The methods below are described in our article
Larsson I & Held F, et al. (2023) Reconstructing the regulatory programs underlying the phenotypic plasticity of neural cancers. Preprint available at bioRxiv; 2023.03.10.532041.
Here we demonstrate the scregclust workflow using the PBMC data from 10X Genomics (available here). This is the same data used in an introductory vignette for the Seurat package. We use Seurat for pre-processing of the data.
# Load required packages
library(Seurat)
library(scregclust)
Download the data
We are focusing here on the filtered feature barcode matrix available as an HDF5 file from the website linked above. The data can be downloaded manually or using R.
However you obtain the data, the code below assumes that the HDF5
file containing it is placed in the same folder as this script with the
name
pbmc_granulocyte_sorted_3k_filtered_feature_bc_matrix.h5
.
url <- paste0(
"https://cf.10xgenomics.com/samples/cell-arc/2.0.0/",
"pbmc_granulocyte_sorted_3k/",
"pbmc_granulocyte_sorted_3k_filtered_feature_bc_matrix.h5"
)
data_path <- file.path(
tempdir(), "pbmc_granulocyte_sorted_3k_filtered_feature_bc_matrix.h5"
)
download.file(url, data_path, cacheOK = FALSE, mode = "wb")
Load the data in Seurat and preprocess
To perform preprocessing use Seurat to load the data. The file ships with two modalities, “Gene Expression” and “Peaks”. We only use the former.
pbmc_data <- Read10X_h5(
data_path,
use.names = TRUE,
unique.features = TRUE
)[["Gene Expression"]]
#> Genome matrix has multiple modalities, returning a list of matrices for this genome
We create a Seurat object and follow the Seurat vignette to subset the cells and features (genes).

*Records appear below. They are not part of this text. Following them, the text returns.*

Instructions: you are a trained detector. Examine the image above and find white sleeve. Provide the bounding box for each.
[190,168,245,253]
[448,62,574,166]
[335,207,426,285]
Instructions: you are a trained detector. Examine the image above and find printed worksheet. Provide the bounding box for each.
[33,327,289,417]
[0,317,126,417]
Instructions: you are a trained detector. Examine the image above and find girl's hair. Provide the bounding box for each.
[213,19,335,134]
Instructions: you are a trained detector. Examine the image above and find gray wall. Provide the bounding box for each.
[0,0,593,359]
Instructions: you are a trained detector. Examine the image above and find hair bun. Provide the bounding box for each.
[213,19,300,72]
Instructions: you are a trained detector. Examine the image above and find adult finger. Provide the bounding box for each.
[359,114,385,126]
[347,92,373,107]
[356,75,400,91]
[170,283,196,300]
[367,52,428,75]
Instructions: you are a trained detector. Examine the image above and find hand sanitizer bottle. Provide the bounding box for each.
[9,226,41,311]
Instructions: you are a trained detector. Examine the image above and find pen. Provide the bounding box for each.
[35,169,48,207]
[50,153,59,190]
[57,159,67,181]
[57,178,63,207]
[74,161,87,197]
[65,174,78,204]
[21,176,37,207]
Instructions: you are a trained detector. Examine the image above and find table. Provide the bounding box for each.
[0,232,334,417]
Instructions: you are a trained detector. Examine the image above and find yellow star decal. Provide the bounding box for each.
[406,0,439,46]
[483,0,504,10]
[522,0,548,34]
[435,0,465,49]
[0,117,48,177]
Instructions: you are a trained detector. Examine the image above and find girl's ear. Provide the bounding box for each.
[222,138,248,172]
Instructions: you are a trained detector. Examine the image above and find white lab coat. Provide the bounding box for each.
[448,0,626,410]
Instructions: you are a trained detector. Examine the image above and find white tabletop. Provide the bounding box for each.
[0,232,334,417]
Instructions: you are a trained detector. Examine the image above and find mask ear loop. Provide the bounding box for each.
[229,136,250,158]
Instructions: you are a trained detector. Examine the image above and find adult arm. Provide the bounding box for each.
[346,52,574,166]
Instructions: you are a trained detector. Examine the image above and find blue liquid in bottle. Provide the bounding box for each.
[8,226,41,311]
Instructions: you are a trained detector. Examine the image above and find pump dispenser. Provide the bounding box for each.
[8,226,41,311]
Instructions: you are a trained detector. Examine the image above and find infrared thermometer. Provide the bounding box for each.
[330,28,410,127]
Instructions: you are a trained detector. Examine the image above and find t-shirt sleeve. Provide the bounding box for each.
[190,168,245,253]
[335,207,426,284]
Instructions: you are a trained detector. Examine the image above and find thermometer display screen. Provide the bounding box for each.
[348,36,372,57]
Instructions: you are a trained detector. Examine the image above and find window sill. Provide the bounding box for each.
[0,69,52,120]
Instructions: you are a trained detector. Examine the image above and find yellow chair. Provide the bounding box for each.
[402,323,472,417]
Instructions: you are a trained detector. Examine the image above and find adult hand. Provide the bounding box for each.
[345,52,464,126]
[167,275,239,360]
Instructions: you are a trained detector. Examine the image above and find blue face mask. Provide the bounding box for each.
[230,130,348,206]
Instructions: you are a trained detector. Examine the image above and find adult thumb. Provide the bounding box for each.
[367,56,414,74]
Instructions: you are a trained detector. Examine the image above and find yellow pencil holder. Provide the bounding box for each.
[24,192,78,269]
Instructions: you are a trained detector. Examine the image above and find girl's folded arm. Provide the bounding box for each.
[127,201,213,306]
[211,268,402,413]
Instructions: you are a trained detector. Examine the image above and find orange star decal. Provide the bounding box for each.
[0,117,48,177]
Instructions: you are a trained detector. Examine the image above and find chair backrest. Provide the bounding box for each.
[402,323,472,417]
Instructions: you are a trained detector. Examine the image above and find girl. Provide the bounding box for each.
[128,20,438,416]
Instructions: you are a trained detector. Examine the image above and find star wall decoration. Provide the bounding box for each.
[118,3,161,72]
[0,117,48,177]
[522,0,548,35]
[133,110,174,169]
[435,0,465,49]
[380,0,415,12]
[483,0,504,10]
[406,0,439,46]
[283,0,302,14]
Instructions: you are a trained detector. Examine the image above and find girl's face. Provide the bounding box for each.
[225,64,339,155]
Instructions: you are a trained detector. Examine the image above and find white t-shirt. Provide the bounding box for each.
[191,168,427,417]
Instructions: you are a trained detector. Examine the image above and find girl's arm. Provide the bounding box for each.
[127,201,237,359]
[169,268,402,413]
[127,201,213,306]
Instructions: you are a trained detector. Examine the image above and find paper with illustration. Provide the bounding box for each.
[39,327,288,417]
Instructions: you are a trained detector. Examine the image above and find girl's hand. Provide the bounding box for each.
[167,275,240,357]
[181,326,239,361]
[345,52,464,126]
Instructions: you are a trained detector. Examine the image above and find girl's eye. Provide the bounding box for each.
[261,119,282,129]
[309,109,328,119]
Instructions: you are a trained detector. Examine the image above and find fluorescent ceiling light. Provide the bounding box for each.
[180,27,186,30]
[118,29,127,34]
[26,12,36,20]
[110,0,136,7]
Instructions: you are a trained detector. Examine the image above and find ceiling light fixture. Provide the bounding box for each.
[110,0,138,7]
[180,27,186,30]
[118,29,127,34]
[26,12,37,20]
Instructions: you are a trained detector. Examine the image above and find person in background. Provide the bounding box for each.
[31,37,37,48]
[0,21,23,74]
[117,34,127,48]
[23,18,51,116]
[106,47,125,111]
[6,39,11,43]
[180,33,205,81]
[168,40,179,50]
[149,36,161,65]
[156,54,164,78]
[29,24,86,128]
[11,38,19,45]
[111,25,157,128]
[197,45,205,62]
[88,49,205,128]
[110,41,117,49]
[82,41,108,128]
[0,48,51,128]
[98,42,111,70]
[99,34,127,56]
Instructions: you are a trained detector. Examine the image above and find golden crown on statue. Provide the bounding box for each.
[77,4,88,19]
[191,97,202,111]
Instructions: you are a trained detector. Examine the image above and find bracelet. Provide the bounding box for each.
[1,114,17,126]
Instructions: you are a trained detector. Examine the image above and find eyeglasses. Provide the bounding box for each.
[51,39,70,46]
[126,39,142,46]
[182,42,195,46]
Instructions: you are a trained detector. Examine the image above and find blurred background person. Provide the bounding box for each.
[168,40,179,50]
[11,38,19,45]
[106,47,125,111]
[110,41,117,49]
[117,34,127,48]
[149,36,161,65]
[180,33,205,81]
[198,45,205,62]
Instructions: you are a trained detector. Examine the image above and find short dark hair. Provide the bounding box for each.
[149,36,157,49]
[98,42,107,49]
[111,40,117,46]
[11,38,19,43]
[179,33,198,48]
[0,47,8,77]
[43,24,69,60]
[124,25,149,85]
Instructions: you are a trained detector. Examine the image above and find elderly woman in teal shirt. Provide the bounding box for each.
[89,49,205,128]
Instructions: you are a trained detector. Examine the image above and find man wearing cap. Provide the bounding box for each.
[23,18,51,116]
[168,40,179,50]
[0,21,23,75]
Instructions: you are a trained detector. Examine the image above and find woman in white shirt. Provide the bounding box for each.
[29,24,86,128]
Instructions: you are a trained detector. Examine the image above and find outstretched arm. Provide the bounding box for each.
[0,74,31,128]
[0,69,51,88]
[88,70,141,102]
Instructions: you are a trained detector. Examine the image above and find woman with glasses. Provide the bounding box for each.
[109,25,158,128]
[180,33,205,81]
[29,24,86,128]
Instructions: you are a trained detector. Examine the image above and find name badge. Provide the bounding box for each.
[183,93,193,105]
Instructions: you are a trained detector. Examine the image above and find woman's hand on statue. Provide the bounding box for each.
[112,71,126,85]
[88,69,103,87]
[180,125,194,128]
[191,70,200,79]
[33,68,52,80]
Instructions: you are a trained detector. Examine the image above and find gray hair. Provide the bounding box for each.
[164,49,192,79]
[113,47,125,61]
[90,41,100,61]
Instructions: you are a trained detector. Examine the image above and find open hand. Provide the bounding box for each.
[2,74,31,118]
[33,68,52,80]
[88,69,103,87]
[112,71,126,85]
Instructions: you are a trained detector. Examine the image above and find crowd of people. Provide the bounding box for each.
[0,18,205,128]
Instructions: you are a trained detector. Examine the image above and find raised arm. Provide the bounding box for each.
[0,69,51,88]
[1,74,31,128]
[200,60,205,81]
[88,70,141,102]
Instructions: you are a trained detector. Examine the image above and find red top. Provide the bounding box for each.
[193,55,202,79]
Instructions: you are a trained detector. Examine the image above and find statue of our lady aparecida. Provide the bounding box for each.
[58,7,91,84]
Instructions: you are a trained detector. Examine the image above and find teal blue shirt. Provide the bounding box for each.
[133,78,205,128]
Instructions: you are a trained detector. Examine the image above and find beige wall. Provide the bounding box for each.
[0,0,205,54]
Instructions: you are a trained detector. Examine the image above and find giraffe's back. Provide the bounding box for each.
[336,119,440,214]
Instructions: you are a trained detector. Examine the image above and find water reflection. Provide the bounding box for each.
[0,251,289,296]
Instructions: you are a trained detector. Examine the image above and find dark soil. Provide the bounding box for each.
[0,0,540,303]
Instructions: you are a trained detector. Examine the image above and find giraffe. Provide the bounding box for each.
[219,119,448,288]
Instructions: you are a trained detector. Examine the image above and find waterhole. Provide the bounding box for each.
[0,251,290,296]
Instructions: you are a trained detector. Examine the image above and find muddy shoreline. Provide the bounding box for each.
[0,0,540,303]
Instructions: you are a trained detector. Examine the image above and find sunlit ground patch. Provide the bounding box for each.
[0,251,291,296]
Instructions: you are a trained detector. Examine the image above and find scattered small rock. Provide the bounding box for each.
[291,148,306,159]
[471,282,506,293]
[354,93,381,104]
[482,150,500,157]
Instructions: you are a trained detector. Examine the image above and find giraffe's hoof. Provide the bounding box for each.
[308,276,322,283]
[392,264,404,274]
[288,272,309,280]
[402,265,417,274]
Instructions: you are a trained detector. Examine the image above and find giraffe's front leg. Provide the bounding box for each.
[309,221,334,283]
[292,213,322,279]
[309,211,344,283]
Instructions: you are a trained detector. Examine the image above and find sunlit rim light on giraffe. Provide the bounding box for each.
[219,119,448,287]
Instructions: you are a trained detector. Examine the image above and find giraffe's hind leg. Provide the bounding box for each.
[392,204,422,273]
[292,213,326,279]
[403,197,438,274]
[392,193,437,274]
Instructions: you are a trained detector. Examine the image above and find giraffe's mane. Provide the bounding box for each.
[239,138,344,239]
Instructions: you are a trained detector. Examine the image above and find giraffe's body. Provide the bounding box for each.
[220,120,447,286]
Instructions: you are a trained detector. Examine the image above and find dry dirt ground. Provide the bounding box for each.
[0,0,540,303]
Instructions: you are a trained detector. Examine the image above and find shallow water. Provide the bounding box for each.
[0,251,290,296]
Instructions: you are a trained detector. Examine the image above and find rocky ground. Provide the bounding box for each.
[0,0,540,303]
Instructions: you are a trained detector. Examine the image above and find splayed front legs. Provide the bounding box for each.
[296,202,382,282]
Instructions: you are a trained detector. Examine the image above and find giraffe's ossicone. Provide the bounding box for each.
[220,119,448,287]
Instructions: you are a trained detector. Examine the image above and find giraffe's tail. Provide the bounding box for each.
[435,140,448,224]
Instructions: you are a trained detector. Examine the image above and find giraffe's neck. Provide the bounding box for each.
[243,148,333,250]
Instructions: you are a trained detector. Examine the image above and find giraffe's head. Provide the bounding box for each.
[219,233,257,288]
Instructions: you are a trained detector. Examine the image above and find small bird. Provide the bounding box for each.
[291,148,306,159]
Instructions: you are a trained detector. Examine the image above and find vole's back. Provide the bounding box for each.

pbmc <- CreateSeuratObject(
counts = pbmc_data, min.cells = 3, min.features = 200
)
pbmc[["percent.mt"]] <- PercentageFeatureSet(pbmc, pattern = "^MT.")
pbmc <- subset(pbmc, subset = percent.mt < 30 & nFeature_RNA < 6000)
SCTransform
is used for variance stabilization of the data and Pearson residuals for
the 6000 most variable genes are extracted as matrix z
.
pbmc <- SCTransform(pbmc, variable.features.n = 6000)
#> Running SCTransform on assay: RNA
#> Running SCTransform on layer: counts
#> vst.flavor='v2' set. Using model with fixed slope and excluding poisson genes.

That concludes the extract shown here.